# Mini Photo comp 12 sponsored by Auto Detox



## spitfire

*We're back!
*After some weeks now since the last comp we're raring to go again and we have a really special prize awaiting the winner. If the truth be known Maxtor and I are quite jealous that we can't enter. Barry (Baz) from Auto Detox has kindly donated this superb prize which I'm sure you will agree is worth getting out there to capture that winning photograph.










Rules

1. Entrants must have a minimum of 50 posts.
2. All pictures must be a maximum of 800x600 including borders.
3. Picture posted must be you own work.
4. Pictures posted of children must have the expressed permission of parent or guardian.
5. One entry per person only.
6. There will be ten days to post entries and ten days for voting.
7. No discussions will be entered into.
8. At the request of Auto Detox the following will apply to this comp.
*UK postage is included in the prize, if a winner from outside the UK is chosen they will be expected to pay the difference in postage cost* 

As usual, the best ten selected by Maxtor and myself will go on to judging via poll.

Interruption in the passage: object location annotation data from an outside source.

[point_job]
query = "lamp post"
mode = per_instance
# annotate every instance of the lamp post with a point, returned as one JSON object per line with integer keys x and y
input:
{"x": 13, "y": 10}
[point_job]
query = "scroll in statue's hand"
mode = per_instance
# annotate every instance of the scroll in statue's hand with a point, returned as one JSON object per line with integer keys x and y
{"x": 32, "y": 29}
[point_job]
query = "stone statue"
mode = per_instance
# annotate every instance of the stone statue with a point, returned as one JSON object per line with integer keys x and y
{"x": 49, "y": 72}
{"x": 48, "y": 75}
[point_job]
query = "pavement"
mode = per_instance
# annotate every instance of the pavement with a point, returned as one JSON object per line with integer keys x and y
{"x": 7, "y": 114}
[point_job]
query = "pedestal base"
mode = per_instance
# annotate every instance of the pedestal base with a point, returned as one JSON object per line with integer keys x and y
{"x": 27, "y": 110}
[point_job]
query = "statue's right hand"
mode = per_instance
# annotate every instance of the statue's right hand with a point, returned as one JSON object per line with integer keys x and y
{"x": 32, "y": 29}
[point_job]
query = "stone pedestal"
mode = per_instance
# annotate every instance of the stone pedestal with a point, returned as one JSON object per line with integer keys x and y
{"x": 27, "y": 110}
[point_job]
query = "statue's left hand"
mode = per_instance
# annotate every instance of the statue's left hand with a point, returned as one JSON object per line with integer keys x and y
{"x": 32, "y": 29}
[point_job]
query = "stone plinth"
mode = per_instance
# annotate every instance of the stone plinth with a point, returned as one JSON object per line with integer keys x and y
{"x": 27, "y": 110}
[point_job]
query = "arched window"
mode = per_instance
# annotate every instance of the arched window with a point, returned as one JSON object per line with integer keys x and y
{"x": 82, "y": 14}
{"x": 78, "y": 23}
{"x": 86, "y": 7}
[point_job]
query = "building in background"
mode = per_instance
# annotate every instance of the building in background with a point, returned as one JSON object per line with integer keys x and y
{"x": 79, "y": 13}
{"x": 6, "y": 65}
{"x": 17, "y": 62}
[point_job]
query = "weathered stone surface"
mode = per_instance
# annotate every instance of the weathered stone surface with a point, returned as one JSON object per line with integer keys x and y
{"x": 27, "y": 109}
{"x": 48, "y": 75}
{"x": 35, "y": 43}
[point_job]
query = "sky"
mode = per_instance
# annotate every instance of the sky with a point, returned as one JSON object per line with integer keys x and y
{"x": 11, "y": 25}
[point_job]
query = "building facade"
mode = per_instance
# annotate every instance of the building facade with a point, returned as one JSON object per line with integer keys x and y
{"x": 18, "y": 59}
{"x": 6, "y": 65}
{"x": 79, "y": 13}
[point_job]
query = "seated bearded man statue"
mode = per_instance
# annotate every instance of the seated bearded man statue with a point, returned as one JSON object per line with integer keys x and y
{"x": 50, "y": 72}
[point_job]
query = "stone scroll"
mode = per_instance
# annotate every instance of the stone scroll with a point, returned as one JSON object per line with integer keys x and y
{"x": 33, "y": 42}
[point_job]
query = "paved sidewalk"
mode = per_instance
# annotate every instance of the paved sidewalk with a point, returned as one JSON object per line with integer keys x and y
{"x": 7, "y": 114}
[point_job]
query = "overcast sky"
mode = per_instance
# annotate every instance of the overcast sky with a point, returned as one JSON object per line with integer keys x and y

Ok, I know your all champing at the bit to get snapping so the theme for this comp will be *Perspective.** ( Perspective )*
Feel free to give a breif explanation if you think your pic needs it. Otherwise let your pic do the talking:thumb:


Good luck to you all. 

Baz, Maxtor and Spitfire. :wave:


----------



## Coops

Nice one guys. Off on holiday to Newquay next week - so will hopefully get an entry in next weekend, if it's not too late.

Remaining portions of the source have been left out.